Pourtant, ce nouveau gouvernement intérimaire est appelé à effectuer des tâches de base, notamment la tenue d'élections présidentielles et législatives le 24 décembre prochain, ainsi que de rouvrir la route côtière Benghazi-Tripoli fermée par les parties en conflit (les forces du général de division à la retraite Khalifa Haftar et du gouvernement d’accord national et de leurs alliés).
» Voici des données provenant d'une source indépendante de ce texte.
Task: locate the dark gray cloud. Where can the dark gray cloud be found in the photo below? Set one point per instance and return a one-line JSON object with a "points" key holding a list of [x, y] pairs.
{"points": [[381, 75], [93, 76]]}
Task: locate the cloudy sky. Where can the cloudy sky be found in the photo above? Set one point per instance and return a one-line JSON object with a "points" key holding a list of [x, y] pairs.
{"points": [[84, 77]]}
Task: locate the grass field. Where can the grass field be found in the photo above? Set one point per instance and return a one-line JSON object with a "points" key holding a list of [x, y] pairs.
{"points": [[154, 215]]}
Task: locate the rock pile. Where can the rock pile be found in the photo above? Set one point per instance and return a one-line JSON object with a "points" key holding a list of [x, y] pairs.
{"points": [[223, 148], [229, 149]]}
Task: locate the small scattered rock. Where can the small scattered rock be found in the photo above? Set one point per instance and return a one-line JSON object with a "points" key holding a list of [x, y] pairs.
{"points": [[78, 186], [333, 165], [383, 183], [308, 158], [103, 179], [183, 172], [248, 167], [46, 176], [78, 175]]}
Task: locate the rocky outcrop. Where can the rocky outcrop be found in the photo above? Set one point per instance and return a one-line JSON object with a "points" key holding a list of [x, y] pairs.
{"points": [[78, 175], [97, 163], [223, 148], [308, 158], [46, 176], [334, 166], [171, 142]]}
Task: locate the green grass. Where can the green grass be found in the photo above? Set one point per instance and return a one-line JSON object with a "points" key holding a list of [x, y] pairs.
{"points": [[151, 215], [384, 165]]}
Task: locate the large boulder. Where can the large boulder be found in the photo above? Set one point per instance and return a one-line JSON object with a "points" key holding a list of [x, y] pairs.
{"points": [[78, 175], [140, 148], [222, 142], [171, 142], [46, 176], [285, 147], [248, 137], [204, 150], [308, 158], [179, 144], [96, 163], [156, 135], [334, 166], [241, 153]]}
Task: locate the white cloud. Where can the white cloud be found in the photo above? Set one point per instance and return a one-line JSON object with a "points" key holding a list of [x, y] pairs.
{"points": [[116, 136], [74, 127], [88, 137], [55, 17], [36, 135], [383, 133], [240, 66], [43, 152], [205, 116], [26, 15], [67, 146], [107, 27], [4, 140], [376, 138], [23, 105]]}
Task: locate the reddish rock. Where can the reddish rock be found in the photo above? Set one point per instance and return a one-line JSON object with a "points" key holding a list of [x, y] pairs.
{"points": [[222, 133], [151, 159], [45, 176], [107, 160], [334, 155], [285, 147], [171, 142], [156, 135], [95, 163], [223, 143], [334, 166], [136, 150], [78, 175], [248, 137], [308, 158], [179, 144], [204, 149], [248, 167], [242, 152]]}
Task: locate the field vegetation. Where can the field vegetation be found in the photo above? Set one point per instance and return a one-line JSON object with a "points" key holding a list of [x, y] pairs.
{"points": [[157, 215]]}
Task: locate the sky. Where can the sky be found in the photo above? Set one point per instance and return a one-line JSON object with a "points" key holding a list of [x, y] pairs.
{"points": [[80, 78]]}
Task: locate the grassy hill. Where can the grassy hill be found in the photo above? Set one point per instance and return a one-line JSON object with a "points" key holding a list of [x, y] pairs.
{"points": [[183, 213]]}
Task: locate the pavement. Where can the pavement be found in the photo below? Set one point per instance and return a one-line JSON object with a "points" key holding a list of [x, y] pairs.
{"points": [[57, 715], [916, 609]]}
Depuis, il a multiplié rencontres et déplacements pour mettre sur pied une équipe devant remplacer le Gouvernement d'union nationale (GNA) de Fayez al-Sarraj, installé en 2016 à Tripoli (ouest) et reconnu par l'ONU.

 

Les participants au dialogue interlibyen réunis sous les auspices de l'ONU en Suisse (Photo, AFP).

 

Signes d'espoir

Cependant, il est attendu que la nouvelle direction intérimaire fera tout son possible pour persuader les seigneurs de guerre de renoncer à leurs armes, et il sera probablement difficile de ramener les Libyens de l'Est du pays à ses rangs parce que beaucoup d'entre eux ne font pas confiance au nouveau Premier ministre, Abdelhamid Dbeibah, parce qu'il est originaire de la ville occidentale de Misurata.

Dans ce contexte, le Premier ministre de la région de l'Est, Abdullah al-Thani, a annoncé après la fin du Forum de dialogue politique à Genève qu'il attendait les instructions de l'ancien parlement, situé à Tobrouk.

Mais malgré les indications selon lesquelles les puissances étrangères ne veulent probablement pas que la nouvelle administration libyenne réussisse, il y a des signes d'espoir au cours des six derniers mois, avec un accord de cessez-le-feu signé en octobre 2020 tenu en grande partie sous les auspices de l'ONU avec échange de prisonniers.

En septembre dernier, le général de division à la retraite Khalifa Haftar a levé le blocus imposé aux exportations de pétrole, principale source de revenus du pays, en rouvrant ses ambassades dans la capitale, Tripoli.

Bien que les puissances étrangères, se délectent de la voie politique pour mettre fin au conflit, elles ont ignoré l'échéance fixée par les Nations Unies pour le retrait des forces étrangères et des éléments de combat du pays, et leurs interventions ne seront pas la responsabilité du nouveau gouvernement facile.

D'une part, la Turquie - qui a signé un accord de sécurité et pour l'exploration pétrolière et gazière au large des côtes libyennes avec la Grèce - cherche avec le GNA à maintenir son influence en Libye.

D’autre part, la Russie, principal soutien d'Haftar, aux côtés de la France, de l'Égypte et des Émirats arabes unis, souhaite conserver sa capacité à accéder aux bases aériennes et aux ports situés dans une zone stratégique proche de la sphère d'influence de l'Organisation du Traité de l'Atlantique Nord (OTAN).

Peu de temps après le vote sur le nouveau gouvernement, la Russie a envoyé davantage de mercenaires en Libye, et continue d'aider le général de division à la retraite Khalifa Haftar à creuser la «ligne Maginot» libyenne, une tranchée fortifiée qui s'étend de la ville de Syrte à la région de Jufra au plus profond du désert libyen.